Unless you have been living under a rock for the last year, you are no doubt aware that Windows 8's new user interface has been the source of a tremendous amount of frustration and confusion for users everywhere.
One of the design aspects that has proven to be the most problematic for end-users is Windows 8's schizoid view of applications. Legacy Windows applications are launched from, and run within, desktop mode. Meanwhile, Windows 8's new Modern Apps are run through the Start screen interface formerly known as Metro.
Thus users may find themselves constantly having to switch between the two modes. They will undoubtedly find it irksome to have to constantly switch between Modern App mode and desktop mode, and this dichotomy between the two modes can impede user productivity.
For decades users have been running applications in windows. As you know, these windows can be moved around, resized, and closed on a whim. Modern Apps do not provide the same flexibility. Modern Apps are designed to run full-screen (although Windows does offer a provision for a split-screen view of two Modern Apps). The point is that borderless apps running in full-screen mode will probably confuse users who are not used to the Windows 8 interface. After all, there is no obvious way to close these applications, and the normal controls for moving or resizing the applications are gone.
So far there have been two predominant solutions to this problem. One solution has been to simply stick with a previous version of Windows instead of upgrading to Windows 8. In many cases this is perfectly reasonable. Windows 7 was a good operating system and remains a perfectly viable solution. Similarly, there is no shortage of organizations that have found Windows XP to be quite acceptable in spite of the fact that Microsoft is retiring it next year.
Of course, Windows 8 does offer some really nice features that organizations can only get by upgrading to the new OS. Those who want to use such features have often adopted an alternative solution for dealing with Windows 8's interface confusion -- to run only desktop apps and avoid Modern Apps like the plague. Again, this is a perfectly acceptable solution for many, but it does mean the organization might miss out on running some newer apps.
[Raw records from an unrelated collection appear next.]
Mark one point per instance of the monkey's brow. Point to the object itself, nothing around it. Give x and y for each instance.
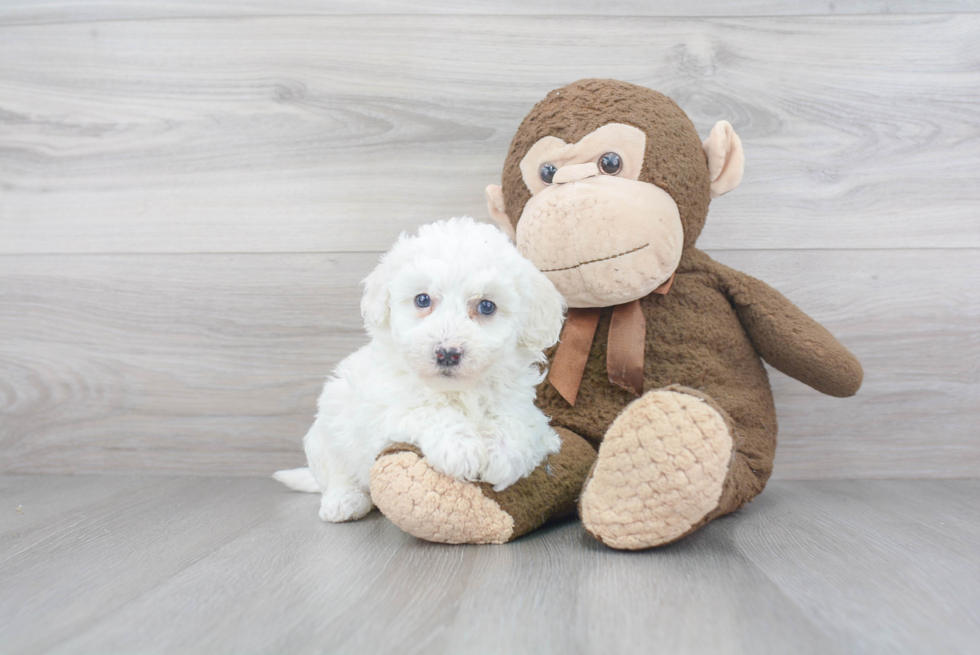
(593, 261)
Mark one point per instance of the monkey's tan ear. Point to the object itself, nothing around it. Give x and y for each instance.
(495, 205)
(726, 161)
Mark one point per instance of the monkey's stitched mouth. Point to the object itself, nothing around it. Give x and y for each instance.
(593, 261)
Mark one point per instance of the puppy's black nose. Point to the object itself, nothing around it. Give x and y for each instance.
(448, 356)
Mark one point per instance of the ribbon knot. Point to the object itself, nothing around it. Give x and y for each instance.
(624, 349)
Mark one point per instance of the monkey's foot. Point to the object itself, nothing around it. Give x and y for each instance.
(435, 507)
(661, 471)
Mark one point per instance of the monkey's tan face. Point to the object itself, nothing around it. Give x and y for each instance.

Believe it or not, there is a third answer to this problem. Microsoft does allow a single Modern App to be "snapped" to the desktop, but snapping offers very limited options for resizing or repositioning the application. A better solution is to resort to third-party software.
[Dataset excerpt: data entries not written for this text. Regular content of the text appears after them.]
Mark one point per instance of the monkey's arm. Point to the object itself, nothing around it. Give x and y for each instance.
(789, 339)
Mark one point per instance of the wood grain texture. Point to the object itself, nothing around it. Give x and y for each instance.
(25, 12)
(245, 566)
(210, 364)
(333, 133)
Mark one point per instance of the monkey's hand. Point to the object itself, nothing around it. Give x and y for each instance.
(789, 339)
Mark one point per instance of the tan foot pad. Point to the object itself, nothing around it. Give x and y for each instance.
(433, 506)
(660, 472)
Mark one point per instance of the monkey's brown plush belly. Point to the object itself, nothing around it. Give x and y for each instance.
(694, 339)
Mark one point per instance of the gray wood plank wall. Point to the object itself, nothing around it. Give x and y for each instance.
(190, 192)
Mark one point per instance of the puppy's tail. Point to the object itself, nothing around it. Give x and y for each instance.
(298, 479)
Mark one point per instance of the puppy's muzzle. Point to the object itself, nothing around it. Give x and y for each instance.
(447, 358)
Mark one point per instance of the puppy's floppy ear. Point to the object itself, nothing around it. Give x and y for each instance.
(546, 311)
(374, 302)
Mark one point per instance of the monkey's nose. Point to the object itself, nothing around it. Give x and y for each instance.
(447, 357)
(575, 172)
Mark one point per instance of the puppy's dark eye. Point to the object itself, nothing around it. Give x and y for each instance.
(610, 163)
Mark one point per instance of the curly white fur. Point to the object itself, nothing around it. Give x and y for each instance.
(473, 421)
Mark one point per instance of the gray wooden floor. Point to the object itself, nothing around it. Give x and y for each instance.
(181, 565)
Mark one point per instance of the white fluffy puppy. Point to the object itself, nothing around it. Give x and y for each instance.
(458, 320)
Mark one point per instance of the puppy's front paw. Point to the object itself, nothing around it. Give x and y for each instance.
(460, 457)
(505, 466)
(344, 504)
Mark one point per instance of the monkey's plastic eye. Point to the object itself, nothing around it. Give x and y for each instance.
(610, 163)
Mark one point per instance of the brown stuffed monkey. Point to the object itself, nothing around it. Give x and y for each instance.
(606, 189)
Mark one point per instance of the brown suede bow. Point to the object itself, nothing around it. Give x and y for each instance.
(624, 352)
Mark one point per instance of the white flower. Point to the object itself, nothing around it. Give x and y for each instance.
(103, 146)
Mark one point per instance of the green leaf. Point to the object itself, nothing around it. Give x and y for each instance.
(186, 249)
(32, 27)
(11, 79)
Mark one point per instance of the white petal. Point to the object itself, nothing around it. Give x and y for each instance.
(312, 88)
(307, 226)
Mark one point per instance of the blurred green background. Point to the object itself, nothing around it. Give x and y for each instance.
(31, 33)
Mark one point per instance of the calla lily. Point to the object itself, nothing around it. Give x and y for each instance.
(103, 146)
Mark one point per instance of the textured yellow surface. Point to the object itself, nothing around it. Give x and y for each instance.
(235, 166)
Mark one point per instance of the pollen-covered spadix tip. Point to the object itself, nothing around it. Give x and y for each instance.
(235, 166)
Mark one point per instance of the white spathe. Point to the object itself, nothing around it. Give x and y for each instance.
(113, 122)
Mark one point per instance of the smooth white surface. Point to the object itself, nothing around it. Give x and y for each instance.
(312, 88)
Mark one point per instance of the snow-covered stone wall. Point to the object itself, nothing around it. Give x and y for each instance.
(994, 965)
Stardock Software offers a utility called ModernMix that can be used to run Modern Apps in desktop mode. Not only do the apps run in desktop mode, but they even run inside of windows, which means that the applications can be repositioned, resized, etc.
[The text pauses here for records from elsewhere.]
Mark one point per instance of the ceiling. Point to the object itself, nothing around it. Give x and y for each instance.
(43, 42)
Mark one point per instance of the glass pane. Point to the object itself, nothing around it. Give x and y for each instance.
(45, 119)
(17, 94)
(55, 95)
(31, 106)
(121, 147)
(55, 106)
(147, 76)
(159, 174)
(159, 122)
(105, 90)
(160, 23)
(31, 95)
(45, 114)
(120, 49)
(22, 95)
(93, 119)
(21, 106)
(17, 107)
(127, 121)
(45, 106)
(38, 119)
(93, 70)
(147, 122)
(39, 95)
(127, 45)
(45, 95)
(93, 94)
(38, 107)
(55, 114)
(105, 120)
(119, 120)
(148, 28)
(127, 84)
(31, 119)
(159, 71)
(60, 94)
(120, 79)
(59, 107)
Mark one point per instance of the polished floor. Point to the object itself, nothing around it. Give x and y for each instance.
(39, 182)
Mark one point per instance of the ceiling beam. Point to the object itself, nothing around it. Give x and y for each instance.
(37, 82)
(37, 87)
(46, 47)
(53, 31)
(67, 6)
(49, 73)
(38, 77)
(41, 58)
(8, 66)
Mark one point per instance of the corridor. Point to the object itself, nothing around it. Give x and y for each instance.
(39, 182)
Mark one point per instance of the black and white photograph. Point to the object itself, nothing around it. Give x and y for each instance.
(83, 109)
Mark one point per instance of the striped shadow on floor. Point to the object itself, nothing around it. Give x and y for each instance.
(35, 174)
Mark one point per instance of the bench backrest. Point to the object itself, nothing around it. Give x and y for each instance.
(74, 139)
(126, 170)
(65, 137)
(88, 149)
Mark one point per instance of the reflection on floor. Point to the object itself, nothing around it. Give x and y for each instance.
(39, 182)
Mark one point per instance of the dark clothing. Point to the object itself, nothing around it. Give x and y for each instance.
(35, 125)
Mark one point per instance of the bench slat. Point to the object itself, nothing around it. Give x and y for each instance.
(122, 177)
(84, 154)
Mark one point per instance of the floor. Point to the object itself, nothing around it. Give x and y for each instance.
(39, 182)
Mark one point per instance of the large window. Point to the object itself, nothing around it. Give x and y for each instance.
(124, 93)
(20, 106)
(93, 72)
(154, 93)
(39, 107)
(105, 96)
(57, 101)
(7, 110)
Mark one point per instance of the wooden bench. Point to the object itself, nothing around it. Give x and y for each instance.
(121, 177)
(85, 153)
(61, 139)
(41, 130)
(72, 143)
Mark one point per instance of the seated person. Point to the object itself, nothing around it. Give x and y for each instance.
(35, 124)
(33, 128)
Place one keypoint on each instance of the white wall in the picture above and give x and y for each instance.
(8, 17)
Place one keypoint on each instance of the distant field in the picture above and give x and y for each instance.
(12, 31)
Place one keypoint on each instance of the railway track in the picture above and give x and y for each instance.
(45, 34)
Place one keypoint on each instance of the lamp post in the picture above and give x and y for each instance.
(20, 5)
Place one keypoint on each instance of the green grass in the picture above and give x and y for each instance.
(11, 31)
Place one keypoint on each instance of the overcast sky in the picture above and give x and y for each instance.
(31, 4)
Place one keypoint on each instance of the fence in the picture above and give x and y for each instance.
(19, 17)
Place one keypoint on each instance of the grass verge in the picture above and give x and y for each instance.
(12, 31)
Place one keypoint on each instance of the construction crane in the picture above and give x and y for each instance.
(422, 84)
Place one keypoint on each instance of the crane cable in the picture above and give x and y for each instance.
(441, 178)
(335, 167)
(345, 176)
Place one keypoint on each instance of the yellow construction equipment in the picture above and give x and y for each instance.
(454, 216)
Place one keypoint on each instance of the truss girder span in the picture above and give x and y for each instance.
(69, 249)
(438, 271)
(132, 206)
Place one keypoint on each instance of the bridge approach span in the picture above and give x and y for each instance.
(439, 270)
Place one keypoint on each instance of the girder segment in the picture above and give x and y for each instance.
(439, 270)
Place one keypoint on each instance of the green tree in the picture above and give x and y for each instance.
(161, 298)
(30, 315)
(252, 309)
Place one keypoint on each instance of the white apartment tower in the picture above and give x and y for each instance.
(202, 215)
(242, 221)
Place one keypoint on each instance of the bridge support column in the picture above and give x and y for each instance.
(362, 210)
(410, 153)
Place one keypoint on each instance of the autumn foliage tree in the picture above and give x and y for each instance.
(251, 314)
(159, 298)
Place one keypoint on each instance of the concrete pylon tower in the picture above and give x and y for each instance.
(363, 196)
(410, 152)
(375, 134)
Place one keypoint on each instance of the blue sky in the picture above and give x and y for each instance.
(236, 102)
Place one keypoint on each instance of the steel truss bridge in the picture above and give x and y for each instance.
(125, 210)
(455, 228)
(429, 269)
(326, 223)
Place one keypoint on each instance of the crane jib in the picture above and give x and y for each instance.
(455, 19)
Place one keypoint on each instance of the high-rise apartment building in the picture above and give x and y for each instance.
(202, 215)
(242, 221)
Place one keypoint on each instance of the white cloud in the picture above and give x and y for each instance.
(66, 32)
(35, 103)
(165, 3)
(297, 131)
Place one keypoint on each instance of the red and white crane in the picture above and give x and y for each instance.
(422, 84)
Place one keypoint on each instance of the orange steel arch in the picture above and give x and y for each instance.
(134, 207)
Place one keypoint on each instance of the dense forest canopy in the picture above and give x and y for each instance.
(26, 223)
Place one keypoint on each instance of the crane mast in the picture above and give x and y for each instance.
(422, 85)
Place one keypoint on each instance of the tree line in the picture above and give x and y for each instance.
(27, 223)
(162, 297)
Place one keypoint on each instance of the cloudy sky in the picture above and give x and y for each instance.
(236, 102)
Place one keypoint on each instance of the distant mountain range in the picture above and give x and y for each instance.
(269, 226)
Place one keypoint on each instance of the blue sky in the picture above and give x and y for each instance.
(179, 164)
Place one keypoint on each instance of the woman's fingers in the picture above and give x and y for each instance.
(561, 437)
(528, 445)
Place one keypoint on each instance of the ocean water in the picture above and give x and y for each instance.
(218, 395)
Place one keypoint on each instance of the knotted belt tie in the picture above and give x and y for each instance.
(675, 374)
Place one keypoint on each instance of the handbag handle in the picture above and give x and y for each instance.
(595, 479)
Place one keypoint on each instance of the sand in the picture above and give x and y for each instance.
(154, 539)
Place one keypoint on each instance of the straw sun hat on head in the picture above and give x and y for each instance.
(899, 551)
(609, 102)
Unfortunately, ModernMix isn't free, but a license costs only $5 (and a 30-day free trial is available). When you consider the cost of interface-related helpdesk calls, the $5 licensing fee may be well justified.
I remain optimistic that the Windows 8.1 update will address some of the issues with the new interface. I see no reason, for example, why Microsoft could not retrofit Windows 8 with a Start menu (although there are now many third-party utilities that bring back the Start menu). In the meantime, however, you may be able to help users to cope with the new interface by taking advantage of utilities such as ModernMix.